If any of you have ever taken a music theory class, you're probably familiar with musical phrases, stanzas, and a thing called cadence. Phrases and stanzas are the sentences and paragraphs of the music world, and recognizing their positions can help a composer write chord progressions. This is where cadence comes in.
            
Toward the end of a stanza, the chords begin to cycle back through a specific pattern to the I chord, which is the simplest chord and the one on which almost every stanza begins and ends. The gradual return to the I chord is cadence. The listener, subconsciously hearing the pattern, anticipates the conclusion. The same is true for paragraphs. Most paragraphs have a beginning, a middle, and an end, all of which form what could be called a paragraph arc. Be aware of this structure during the editing phase and correct any paragraphs that do not have a satisfying conclusion. This will create a much smoother transition of ideas throughout your story.
             
As a quick example of what cadence looks like in a paragraph, here is another excerpt from my WIP. Take note of how the different aspects I mentioned bring the musical aspect of cadence into the writing.

A tiny eel squirmed within her warm heart as he stood there against the wall, so brown he almost blended in. The dark irises and dilated pupils, filled with quiet mystery and brutish fear, sent a tingle through her skin. Only a strange and dark past could form such a creation, and in the back of her mind Judy resolved to discover that past.

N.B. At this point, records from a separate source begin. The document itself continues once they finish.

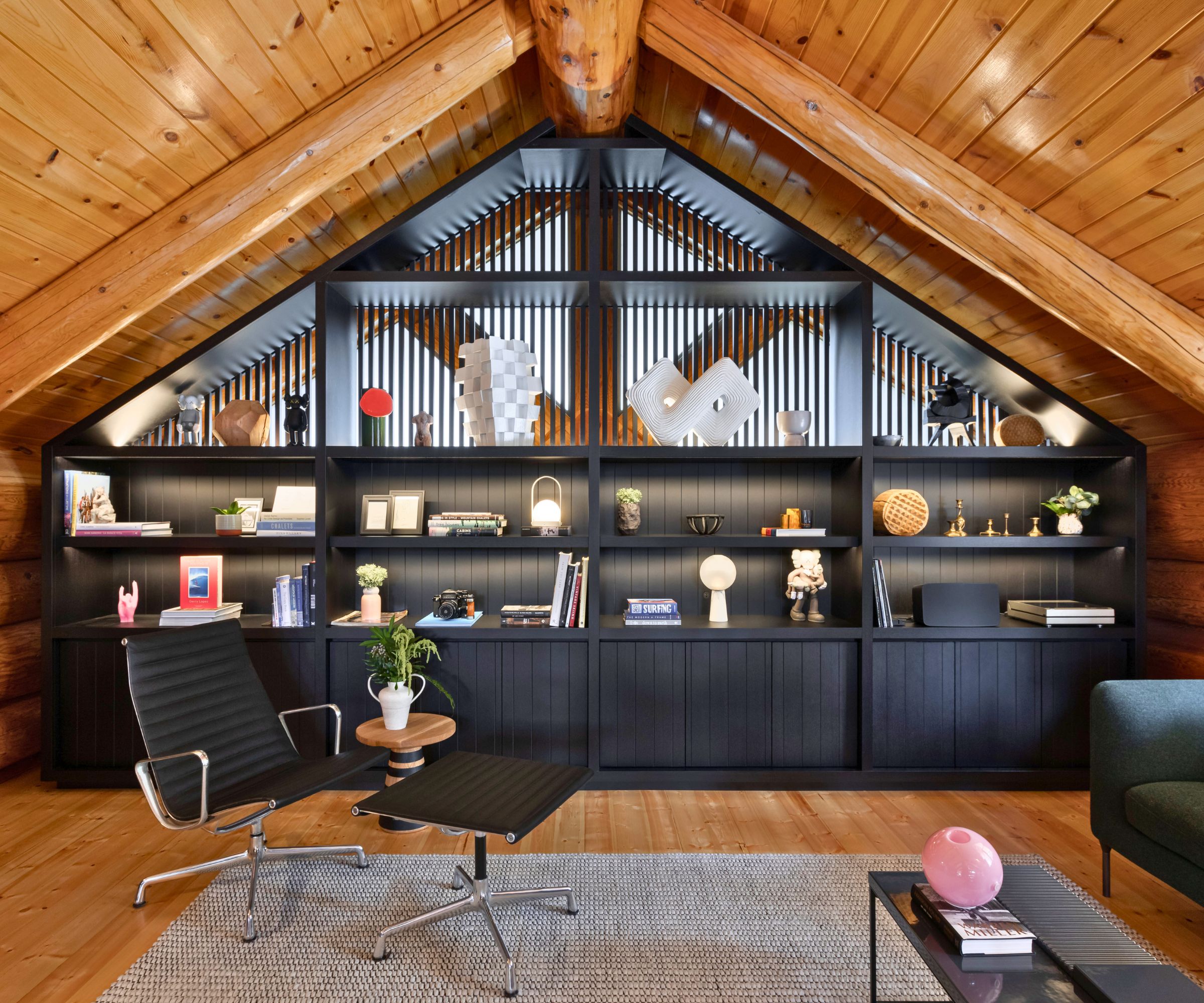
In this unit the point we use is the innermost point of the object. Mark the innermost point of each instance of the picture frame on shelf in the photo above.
(406, 512)
(251, 511)
(375, 511)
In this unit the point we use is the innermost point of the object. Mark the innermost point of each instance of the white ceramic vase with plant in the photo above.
(393, 659)
(371, 578)
(627, 518)
(1072, 509)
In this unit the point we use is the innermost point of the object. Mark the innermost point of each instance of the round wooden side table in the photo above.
(405, 752)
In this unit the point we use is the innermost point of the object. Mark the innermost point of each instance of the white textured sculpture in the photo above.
(671, 407)
(499, 392)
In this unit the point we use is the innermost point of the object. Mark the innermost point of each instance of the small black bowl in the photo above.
(705, 526)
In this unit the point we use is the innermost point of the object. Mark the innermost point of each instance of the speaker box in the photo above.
(955, 605)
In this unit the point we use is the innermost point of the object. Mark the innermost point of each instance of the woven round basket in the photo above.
(1019, 430)
(900, 512)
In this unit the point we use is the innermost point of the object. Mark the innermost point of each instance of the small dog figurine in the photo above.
(127, 604)
(296, 417)
(423, 436)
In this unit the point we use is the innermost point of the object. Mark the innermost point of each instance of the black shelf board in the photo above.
(256, 626)
(1010, 629)
(736, 629)
(475, 453)
(719, 541)
(944, 453)
(161, 453)
(190, 542)
(731, 453)
(461, 542)
(1021, 542)
(488, 628)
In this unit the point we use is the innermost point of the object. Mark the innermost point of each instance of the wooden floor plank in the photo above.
(70, 861)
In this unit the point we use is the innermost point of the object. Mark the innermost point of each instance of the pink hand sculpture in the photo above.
(962, 867)
(127, 604)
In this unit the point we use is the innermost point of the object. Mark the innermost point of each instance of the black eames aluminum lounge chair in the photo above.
(218, 755)
(474, 793)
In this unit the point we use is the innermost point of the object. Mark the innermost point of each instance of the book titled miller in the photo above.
(988, 930)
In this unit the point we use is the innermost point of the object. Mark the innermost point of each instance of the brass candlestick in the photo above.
(958, 527)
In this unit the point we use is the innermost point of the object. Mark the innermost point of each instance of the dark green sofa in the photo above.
(1148, 778)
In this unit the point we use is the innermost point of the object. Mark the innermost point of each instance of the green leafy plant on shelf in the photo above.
(371, 576)
(396, 653)
(1073, 503)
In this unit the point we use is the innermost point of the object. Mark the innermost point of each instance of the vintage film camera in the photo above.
(455, 605)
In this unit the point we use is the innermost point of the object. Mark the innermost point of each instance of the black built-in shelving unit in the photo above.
(633, 251)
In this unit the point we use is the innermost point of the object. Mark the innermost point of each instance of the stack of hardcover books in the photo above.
(988, 930)
(567, 607)
(527, 616)
(123, 529)
(652, 612)
(467, 524)
(180, 617)
(294, 599)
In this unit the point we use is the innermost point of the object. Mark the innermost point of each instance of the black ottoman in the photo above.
(474, 793)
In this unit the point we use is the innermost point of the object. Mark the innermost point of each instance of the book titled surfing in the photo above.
(988, 930)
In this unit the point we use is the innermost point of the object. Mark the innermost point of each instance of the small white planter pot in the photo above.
(395, 702)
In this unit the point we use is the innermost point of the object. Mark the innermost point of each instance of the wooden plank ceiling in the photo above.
(1088, 111)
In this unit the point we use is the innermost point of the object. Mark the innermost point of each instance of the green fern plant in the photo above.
(395, 653)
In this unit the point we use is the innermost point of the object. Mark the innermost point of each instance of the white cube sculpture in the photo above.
(671, 407)
(499, 392)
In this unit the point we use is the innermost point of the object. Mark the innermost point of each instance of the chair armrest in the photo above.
(155, 799)
(339, 722)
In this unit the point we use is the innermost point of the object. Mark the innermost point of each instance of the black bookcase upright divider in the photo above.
(607, 257)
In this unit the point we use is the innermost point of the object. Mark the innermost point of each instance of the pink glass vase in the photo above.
(962, 867)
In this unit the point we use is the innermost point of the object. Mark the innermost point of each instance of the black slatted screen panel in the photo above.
(648, 230)
(539, 229)
(289, 369)
(413, 355)
(901, 397)
(783, 351)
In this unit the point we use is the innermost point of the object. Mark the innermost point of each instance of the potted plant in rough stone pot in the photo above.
(228, 522)
(371, 578)
(1071, 510)
(393, 659)
(627, 516)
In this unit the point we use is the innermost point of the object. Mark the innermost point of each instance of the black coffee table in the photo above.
(1070, 933)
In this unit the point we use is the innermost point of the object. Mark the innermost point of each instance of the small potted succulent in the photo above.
(628, 511)
(371, 578)
(228, 521)
(1071, 510)
(394, 653)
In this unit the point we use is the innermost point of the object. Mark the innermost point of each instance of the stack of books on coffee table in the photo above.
(652, 613)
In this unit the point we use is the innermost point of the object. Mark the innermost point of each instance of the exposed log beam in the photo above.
(588, 62)
(1073, 282)
(202, 228)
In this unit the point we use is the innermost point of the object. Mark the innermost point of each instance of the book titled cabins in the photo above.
(988, 930)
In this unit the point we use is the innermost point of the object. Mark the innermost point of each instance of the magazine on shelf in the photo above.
(988, 930)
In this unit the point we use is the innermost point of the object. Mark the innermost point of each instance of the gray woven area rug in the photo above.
(695, 927)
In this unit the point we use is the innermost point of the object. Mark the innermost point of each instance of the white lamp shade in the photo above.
(546, 514)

One word of caution before we close: when finishing a paragraph with a decision or an opinion the character has reached, state it subtly so as to aid the reader's understanding of the situation without insulting their powers of deduction.

Musicality in fiction writing may be new to you, but understanding it will help you make your manuscripts shine. 

Have you ever noticed the similarities between music and writing, or is this a new concept to you? Have you struggled with any of the scenarios I brought up? 

Feel free to post your own examples of editing improvements you've made and how it relates to the idea of musicality in fiction.